Müller: «Verbrechen beim Namen nennen»

Geri Müller, ehemaliger grüner Nationalrat und Präsident der Gesellschaft Schweiz-Palästina, sagte der Nachrichtenagentur Keystone-SDA, die Schweiz habe von Anfang an einseitig Position für Israel bezogen.

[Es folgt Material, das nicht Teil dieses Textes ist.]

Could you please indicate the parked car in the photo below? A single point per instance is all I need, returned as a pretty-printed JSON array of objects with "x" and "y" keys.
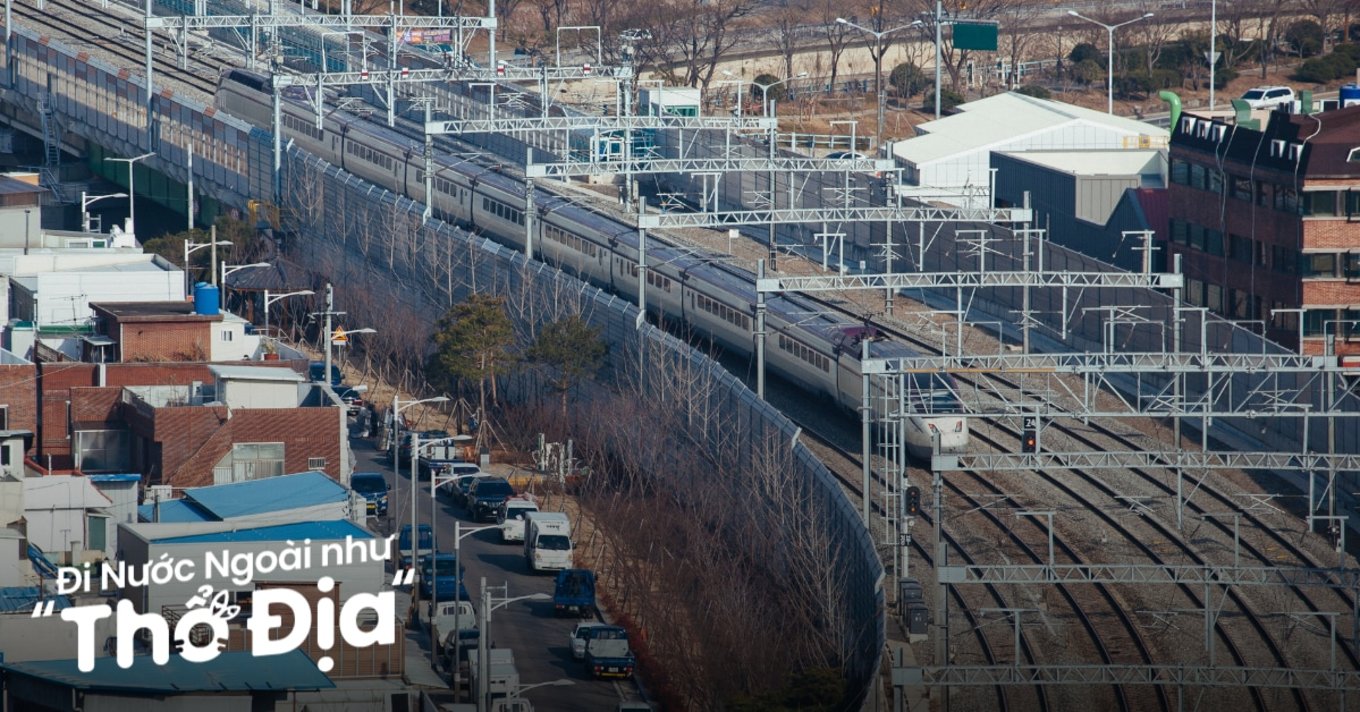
[
  {"x": 581, "y": 635},
  {"x": 317, "y": 372},
  {"x": 374, "y": 489},
  {"x": 352, "y": 398},
  {"x": 1268, "y": 97},
  {"x": 459, "y": 492},
  {"x": 487, "y": 495},
  {"x": 439, "y": 574},
  {"x": 407, "y": 436}
]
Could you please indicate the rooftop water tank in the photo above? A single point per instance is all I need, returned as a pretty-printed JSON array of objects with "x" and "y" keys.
[
  {"x": 206, "y": 299},
  {"x": 1349, "y": 95}
]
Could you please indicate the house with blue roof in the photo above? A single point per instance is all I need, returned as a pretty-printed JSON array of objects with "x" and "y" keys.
[
  {"x": 231, "y": 682},
  {"x": 357, "y": 571},
  {"x": 309, "y": 496}
]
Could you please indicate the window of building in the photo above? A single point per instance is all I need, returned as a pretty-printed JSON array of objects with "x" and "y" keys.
[
  {"x": 1213, "y": 242},
  {"x": 1351, "y": 265},
  {"x": 1287, "y": 199},
  {"x": 1319, "y": 265},
  {"x": 1284, "y": 260},
  {"x": 1215, "y": 181},
  {"x": 102, "y": 450},
  {"x": 1179, "y": 171},
  {"x": 1315, "y": 319},
  {"x": 1197, "y": 175},
  {"x": 1179, "y": 231},
  {"x": 249, "y": 461},
  {"x": 1319, "y": 203}
]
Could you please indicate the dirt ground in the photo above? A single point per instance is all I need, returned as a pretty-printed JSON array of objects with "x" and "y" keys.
[{"x": 902, "y": 116}]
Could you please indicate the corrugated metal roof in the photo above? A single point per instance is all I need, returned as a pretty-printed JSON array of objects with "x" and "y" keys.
[
  {"x": 176, "y": 511},
  {"x": 337, "y": 529},
  {"x": 267, "y": 495},
  {"x": 61, "y": 492},
  {"x": 230, "y": 671},
  {"x": 22, "y": 598},
  {"x": 1000, "y": 118},
  {"x": 128, "y": 477},
  {"x": 257, "y": 372}
]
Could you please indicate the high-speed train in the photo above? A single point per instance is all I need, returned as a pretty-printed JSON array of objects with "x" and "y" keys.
[{"x": 805, "y": 344}]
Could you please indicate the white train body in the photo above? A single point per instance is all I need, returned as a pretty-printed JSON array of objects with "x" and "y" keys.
[{"x": 805, "y": 345}]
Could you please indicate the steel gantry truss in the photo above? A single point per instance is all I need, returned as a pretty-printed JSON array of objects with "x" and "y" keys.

Dabei habe sie zahlreiche Grauzonen etwa in Bezug auf die Befehle der israelischen Armee am 7. Oktober ausgeblendet.

Bern wiederhole pausenlos das Mantra der Zwei-Staaten-Lösung, und gleichzeitig verweigere das Parlament die Anerkennung Palästinas als Staat. «Die Schweiz hat seit 1899 klar die Position des internationalen Rechts proklamiert, schert aber ausgerechnet hier aus und unterstützt das biblische Recht Israels», bilanzierte Müller.

Die Schweiz müsste «die israelischen Verbrechen beim Namen nennen und jegliche Kooperation vor allem im militärischen Bereich abbrechen», forderte Müller. Die Gesellschaft Schweiz-Palästina hatte das Massaker der Hamas vor einem Jahr ausdrücklich verurteilt.

Corina Eichenberger-Walther, Zentralpräsidentin der Gesellschaft Schweiz-Israel und alt FDP-Nationalrätin, sah hinter den letzten Entwicklungen des Kriegsgeschehens den Schatten des Iran. Es sei klar geworden, dass der Iran nicht nur die Zerstörung Israels anstrebe, sondern unterdessen eine globale Bedrohung bilde.

Israel übe sein Selbstverteidigungsrecht aus. Die Hamas sei der Angreifer und nicht Israel. An den Universitäten sei das vergessen worden. An Pro-Palästina-Demonstrationen werde immer wieder zu Gewalt aufgerufen, kritisierte sie.

Walther: «Nicht der Moment für Mutmassungen»

Auf einen möglichen Frieden im Nahen Osten angesprochen, erklärte Eichenberger-Walther: «Schaut man zurück auf die vielen Gelegenheiten, bei denen man glaubte, kurz vor einer Einigung zu stehen, ist jetzt nicht der Moment für Mutmassungen. Erst wenn die Waffen schweigen, kann der Blick in die Zukunft wieder frei sein.»

Für Geri Müller setzt Frieden Gleichberechtigung voraus. «Israel hat sich mit aller Deutlichkeit für Apartheid und Vertreibung entschieden», sagte er. Demokratie gebe es unter diesen Voraussetzungen nicht. Deshalb brauche es konkrete Schritte hin zu einer Veränderung. Im Weiteren erinnerte Müller an die Aussage des israelischen Ministerpräsidenten Benjamin Netanjahu: «Wir brauchen die Hamas, um die Zwei-Staaten-Lösung zu verhindern.»

In der Schweiz unterstützen nicht alle jüdischen Organisationen Israels Politik. Für die Jüdische Stimme für Demokratie und Gerechtigkeit in Israel/Palästina (JVJP) führt der Vergeltungskrieg in die Katastrophe. Einzig eine politische Lösung könne dem Nahem Osten einen dauerhaften Frieden bringen.

Die JVJP sieht bei der von der Schweiz im Auftrag der Uno-Generalversammlung organisierten Konferenz über den Schutz der Zivilbevölkerung in den israelisch besetzten Palästinensergebieten einen Hoffnungsschimmer. Diese soll Mitte März 2025 stattfinden.

Der Schweizerische Israelitische Gemeindebund (SIG) wollte nicht im selben Beitrag wie Geri Müller Stellung nehmen. Der SIG bezeichnet diesen als Hamas-nah.